The vision faded, replaced by an all-too-familiar green and blue marble, floating in the darkness of space. The miniature sun that she had witnessed before was but a bright spot in the middle of North America, with a rapidly-expanding shockwave that was racing through the continent. Numerous other bright spots began to emerge all over the world; one over Wiltshire, where she supposed Stonehenge was; one over Scotland, and another over Ireland; a particularly large one somewhere in Greece, and one nearly as large over Paris; dozens of little ones popping up over Asia and India. To her horror, South America seemed to catch entirely ablaze, with the entirety of the Amazon turning into a red-and-grey haze of smoke and flame. Within moments, the entire world had been covered with scorched wastelands and burning cities, with almost all major population centres she could see set afire.
"I've seen enough. Please, stop this," Amanda whispered, closing her eyes tightly and trying to forget the horrible visions that she had seen.
"Then you know what is at risk, child,"
"I do. But...why me? Why not find another?"
"My reasons are my own, though perhaps I shall enlighten thee in the future when we have more time. Farewell for now, and be mindful of what we have discussed. For I do think that we will be seeing each other many times in the years to come,"
A/N:
Wow, it's been a while since I last updated this story. It's going to take a different tack in the coming chapters as things heat up between the factions in fourth year and onwards.
Hopefully the origins of magic would be clearer after this chapter, as well as how muggles came to be.

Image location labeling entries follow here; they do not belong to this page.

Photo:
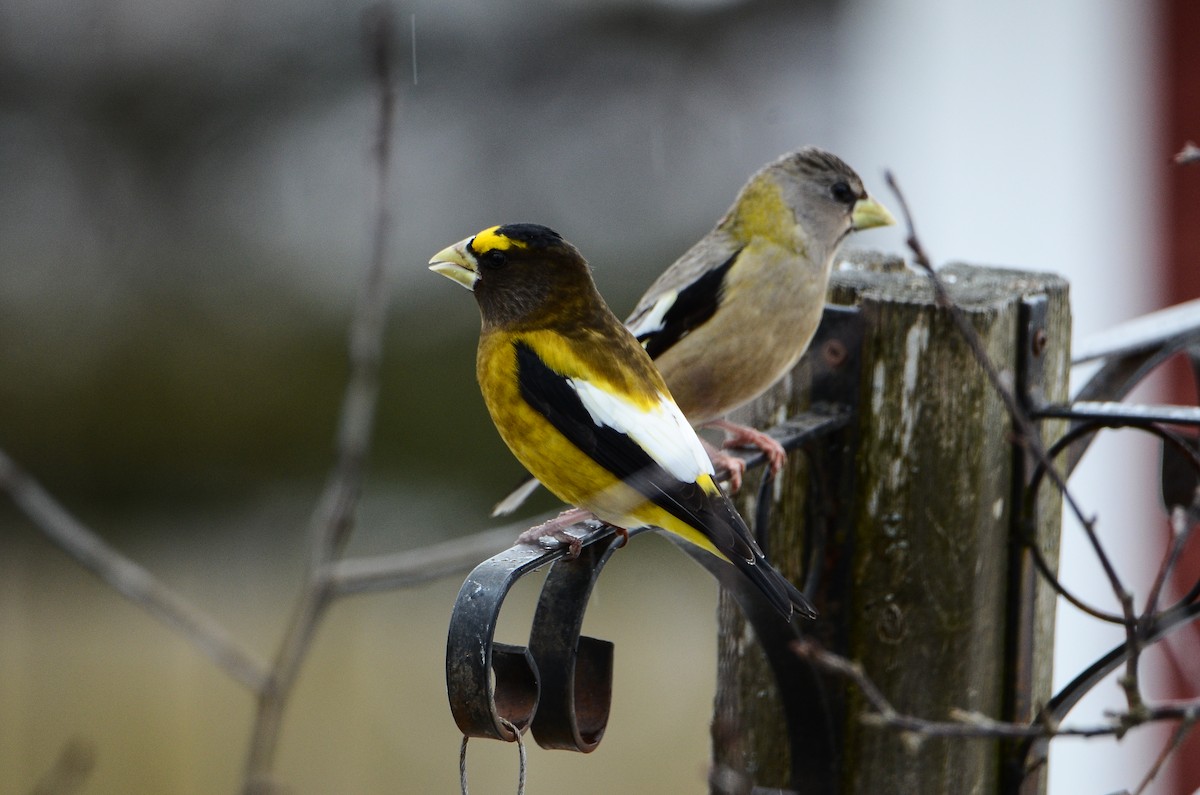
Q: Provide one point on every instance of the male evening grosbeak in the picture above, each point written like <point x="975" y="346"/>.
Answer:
<point x="738" y="309"/>
<point x="581" y="405"/>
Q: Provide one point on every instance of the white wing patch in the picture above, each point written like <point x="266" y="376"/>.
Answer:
<point x="652" y="322"/>
<point x="663" y="431"/>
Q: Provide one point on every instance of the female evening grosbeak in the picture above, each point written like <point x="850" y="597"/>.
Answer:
<point x="581" y="405"/>
<point x="738" y="309"/>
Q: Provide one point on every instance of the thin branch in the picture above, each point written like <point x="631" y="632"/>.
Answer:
<point x="334" y="515"/>
<point x="1183" y="520"/>
<point x="413" y="567"/>
<point x="1032" y="441"/>
<point x="132" y="580"/>
<point x="973" y="724"/>
<point x="1177" y="737"/>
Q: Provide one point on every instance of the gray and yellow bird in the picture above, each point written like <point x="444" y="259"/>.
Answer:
<point x="736" y="312"/>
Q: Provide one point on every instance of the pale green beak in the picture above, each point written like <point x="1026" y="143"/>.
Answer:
<point x="457" y="264"/>
<point x="868" y="213"/>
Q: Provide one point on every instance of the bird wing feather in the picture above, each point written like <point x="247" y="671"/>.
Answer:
<point x="653" y="450"/>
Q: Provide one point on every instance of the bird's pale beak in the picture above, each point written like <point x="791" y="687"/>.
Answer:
<point x="868" y="213"/>
<point x="456" y="263"/>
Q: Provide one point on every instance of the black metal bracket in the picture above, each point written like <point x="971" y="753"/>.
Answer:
<point x="1126" y="356"/>
<point x="559" y="686"/>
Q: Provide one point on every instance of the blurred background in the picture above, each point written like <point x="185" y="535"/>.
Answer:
<point x="185" y="209"/>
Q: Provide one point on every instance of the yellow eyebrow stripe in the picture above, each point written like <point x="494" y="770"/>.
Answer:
<point x="492" y="240"/>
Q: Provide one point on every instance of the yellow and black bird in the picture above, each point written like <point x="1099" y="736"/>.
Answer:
<point x="738" y="309"/>
<point x="581" y="405"/>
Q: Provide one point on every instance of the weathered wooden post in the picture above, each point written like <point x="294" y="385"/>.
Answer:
<point x="919" y="574"/>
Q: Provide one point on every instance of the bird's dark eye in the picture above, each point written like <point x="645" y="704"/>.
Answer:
<point x="843" y="193"/>
<point x="493" y="258"/>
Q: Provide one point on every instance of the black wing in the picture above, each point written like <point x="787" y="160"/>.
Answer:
<point x="693" y="306"/>
<point x="550" y="394"/>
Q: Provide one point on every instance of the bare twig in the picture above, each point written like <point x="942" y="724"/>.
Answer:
<point x="973" y="724"/>
<point x="1032" y="441"/>
<point x="1183" y="520"/>
<point x="132" y="580"/>
<point x="413" y="567"/>
<point x="1173" y="745"/>
<point x="333" y="518"/>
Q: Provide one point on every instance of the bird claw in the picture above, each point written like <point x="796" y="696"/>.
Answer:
<point x="552" y="533"/>
<point x="745" y="436"/>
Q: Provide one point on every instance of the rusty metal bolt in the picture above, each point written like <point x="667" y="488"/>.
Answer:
<point x="834" y="352"/>
<point x="1038" y="345"/>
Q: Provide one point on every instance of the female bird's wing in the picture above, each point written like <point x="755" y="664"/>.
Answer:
<point x="684" y="297"/>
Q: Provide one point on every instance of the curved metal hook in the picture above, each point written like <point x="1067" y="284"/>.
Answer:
<point x="495" y="686"/>
<point x="576" y="670"/>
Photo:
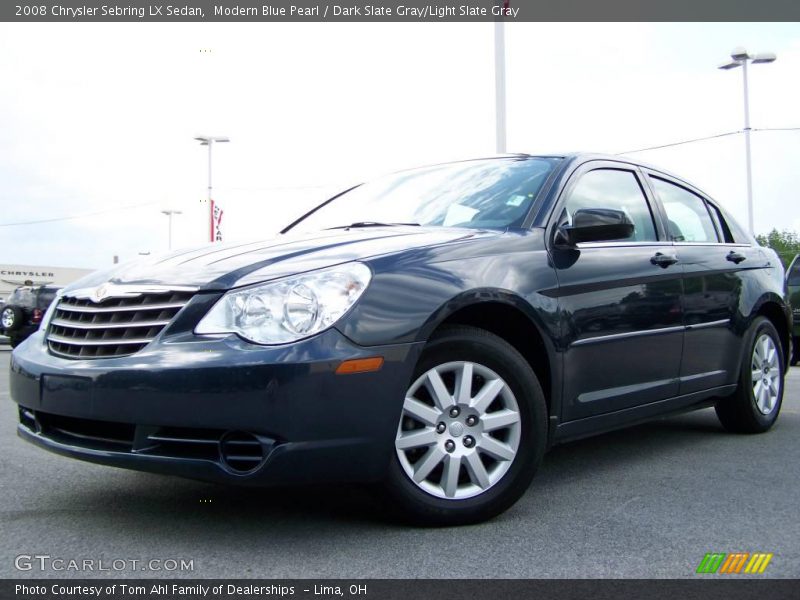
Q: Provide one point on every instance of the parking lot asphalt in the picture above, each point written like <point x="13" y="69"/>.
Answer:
<point x="645" y="502"/>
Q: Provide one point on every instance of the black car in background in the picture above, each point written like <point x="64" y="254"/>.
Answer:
<point x="435" y="330"/>
<point x="23" y="311"/>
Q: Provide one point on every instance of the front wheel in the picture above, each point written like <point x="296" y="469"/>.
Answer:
<point x="754" y="406"/>
<point x="472" y="430"/>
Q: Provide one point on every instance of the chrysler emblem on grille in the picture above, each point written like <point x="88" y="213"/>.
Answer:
<point x="100" y="293"/>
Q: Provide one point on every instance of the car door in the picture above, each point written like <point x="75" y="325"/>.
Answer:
<point x="715" y="269"/>
<point x="619" y="301"/>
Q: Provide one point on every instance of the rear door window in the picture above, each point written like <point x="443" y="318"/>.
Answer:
<point x="794" y="273"/>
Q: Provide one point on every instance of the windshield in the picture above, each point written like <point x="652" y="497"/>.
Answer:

Let's see how this will progress in the coming years, shall we? Especially with a ticking time bomb that is the planet's ley lines hanging over their heads.
/begin rant
A note on reviews; particularly with regards to my other story, Exodus. I greatly appreciate constructive criticism. What I do mind, however, is people telling me what I should and should not do in terms of overall plot. If I have been nice enough to make a note at the very start of the story about what is and what is not being included from the source textual material, and you disagree with my choices, tough luck. Period. It is my vision as to how to guide the story, for better or for worse. It is written mainly for my own entertainment, to let my imagination run wild, and I am sharing it with you all as a point of 'because I can'.
If you enjoy it, great. If you're going to point out problems with spelling, grammar, plotholes, even better. If you're going to complain about the plot before I'd even written anything significant, you can see yourself out the door. Don't like it? Don't read it. Simple. I thought I was being nice by explaining which elements of a base material to shape the story, but apparently that was a big mistake.
/endrant
Okay. That aside, I do hope that you guys actually enjoy reading this.